4063. — À M. LE PRÉSIDENT DE BROSSES[1].
5 mars 1760.

Je prends votre lettre à rebours, monsieur ; je commence par avoir l’honneur de vous dire que les négligents Cramer ne m’ont envoyé aucun in-12, ni sur les mœurs antiques, ni sur les mœurs modernes[2]. Vos ordres pour M. Jalabert vont être exécutés.

On a mis dans un caveau de Pierre-Encise un certain Bonneville, confident du poëte roi, lequel apportait de Berlin en France de la prose un peu plus désagréable que ses vers.

La compagnie de la rédemption des captifs de Gex est toujours prête. Nous aurons sur la fin de la semaine un député des Soixante[3], avec lequel on pourra traiter. Je traite, moi, pendant ce temps-là, directement avec monseigneur le comte de La Marche, pour une somme fixe, des lods et ventes de votre Tournay, afin que son conseil ne me persécute pas, comme il me persécute encore pour Ferney. Je lui dis respectueusement : En voulez-vous, n’en voulez-vous pas ?

Je me propose de faire écrire par la province à M. d’Annecy, pour qu’il lui plaise ne point damner ceux qui ont soin de leurs affaires le jour de Simon et de Jude, attendu qu’il vaut beaucoup mieux cultiver une mauvaise terre après la sainte messe que d’aller boire de mauvais vin à ce maudit cabaret de la Perrière. Nos restes de barbarie me déplaisent souverainement ; c’est ce qui fait que je me tiens aux Délices, parce qu’ailleurs je jure contre tout ce qui se passe.

En remontant article par article, je vous remercie du procureur Finot, et j’en profite ; je crierai comme un diable jusqu’à ce que j’aie quelque preuve de ma prétendue haute-justice de b…[4] ; je ne veux point être le haut-justicier malgré lui.

L’affaire des brigands du bureau de Saconex est finie, grâce au ciel et à monsieur l’intendant ; j’en ai remercié beaucoup ce dernier. Les fermiers généraux ont destitué le receveur et le contrôleur, et ils m’ont écrit que c’était par amitié pour moi ; je n’en crois rien du tout. On dispute en physique s’il y a des corps durs ; moi, je tiens qu’il n’y a rien de si dur qu’un corps politique et financier. Si le corps des financiers ne casse pas le corps de la brigade de Saconex, je lui ferai un petit procès criminel comme à des faussaires qui ont antidaté leur grimoire-verbal, et j’aurai l’honneur de vous les donner à pendre pour vous amuser. J’étais dans la plus grande règle du monde avec ces coquins-là ; mes voitures s’étaient arrêtées au bureau, selon mes ordres ; tout était dans la meilleure forme du monde.
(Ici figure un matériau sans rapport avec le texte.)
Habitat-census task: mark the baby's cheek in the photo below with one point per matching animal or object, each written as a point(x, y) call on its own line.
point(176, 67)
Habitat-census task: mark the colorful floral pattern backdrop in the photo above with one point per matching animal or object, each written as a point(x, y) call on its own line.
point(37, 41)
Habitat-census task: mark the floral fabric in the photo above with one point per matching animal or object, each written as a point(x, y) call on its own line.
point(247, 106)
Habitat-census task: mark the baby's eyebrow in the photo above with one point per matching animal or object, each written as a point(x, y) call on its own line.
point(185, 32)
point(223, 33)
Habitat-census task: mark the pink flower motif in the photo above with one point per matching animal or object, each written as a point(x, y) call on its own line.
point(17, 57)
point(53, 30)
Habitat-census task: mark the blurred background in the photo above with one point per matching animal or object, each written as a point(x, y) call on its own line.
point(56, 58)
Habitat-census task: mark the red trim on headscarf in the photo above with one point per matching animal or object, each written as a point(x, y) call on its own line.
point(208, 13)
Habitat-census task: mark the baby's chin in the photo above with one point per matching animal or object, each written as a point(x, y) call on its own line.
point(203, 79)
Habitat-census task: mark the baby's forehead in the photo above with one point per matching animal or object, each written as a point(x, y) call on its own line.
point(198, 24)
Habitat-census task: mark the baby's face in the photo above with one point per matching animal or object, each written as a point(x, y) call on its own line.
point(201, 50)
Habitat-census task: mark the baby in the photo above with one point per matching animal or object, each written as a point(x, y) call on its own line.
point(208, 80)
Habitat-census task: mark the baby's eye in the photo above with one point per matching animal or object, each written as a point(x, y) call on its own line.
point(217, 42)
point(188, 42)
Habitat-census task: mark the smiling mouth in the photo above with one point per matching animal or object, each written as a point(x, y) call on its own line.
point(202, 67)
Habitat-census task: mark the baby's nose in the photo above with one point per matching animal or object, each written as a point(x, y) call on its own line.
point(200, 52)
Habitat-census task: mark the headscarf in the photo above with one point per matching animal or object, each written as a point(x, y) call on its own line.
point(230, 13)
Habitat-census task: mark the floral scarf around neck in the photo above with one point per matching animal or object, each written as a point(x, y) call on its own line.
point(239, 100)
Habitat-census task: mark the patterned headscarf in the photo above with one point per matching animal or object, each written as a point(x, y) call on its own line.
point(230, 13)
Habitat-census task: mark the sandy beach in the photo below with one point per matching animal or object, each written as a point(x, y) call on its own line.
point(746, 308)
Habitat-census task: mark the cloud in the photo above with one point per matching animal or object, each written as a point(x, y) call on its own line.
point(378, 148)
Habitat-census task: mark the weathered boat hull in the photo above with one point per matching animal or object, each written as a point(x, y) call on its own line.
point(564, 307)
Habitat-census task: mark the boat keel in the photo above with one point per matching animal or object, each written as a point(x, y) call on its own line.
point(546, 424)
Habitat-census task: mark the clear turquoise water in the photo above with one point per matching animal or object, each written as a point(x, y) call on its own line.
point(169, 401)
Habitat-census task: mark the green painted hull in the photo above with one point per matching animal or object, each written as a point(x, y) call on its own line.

Tout est prouvé ; le crime de faux est prouvé aussi, et vous aurez sûrement la charité de les faire pendre pour l’édification publique.

Je suis de votre avis, monsieur : ubicumque calculum ponas, ibi naufragium invenies ; mais je vous avertis que, si je ne suis pas parfaitement libre, je me jetterai la tête la première dans le lac.

Puisqu’il y a encore place dans ce chiffon, sachez que l’armée du poëte roi est plus brillante que jamais. Celle du prince Ferdinand attend 15,000 Anglais pour négocier à coups de canon la retraite des Francs en deçà du Rhin.

Mille respects, reconnaissance et attachement. V.

  1. Éditeur, Th. Foisset.
  2. Le traité du Culte des dieux fétiches venait de paraître à Genève, et de Brosses avait chargé les Cramer d’en envoyer un exemplaire aux Délices.
  3. Les soixante fermiers généraux.
  4. Le mot est eu toutes lettres dans l’autographe. (Note du premier éditeur.)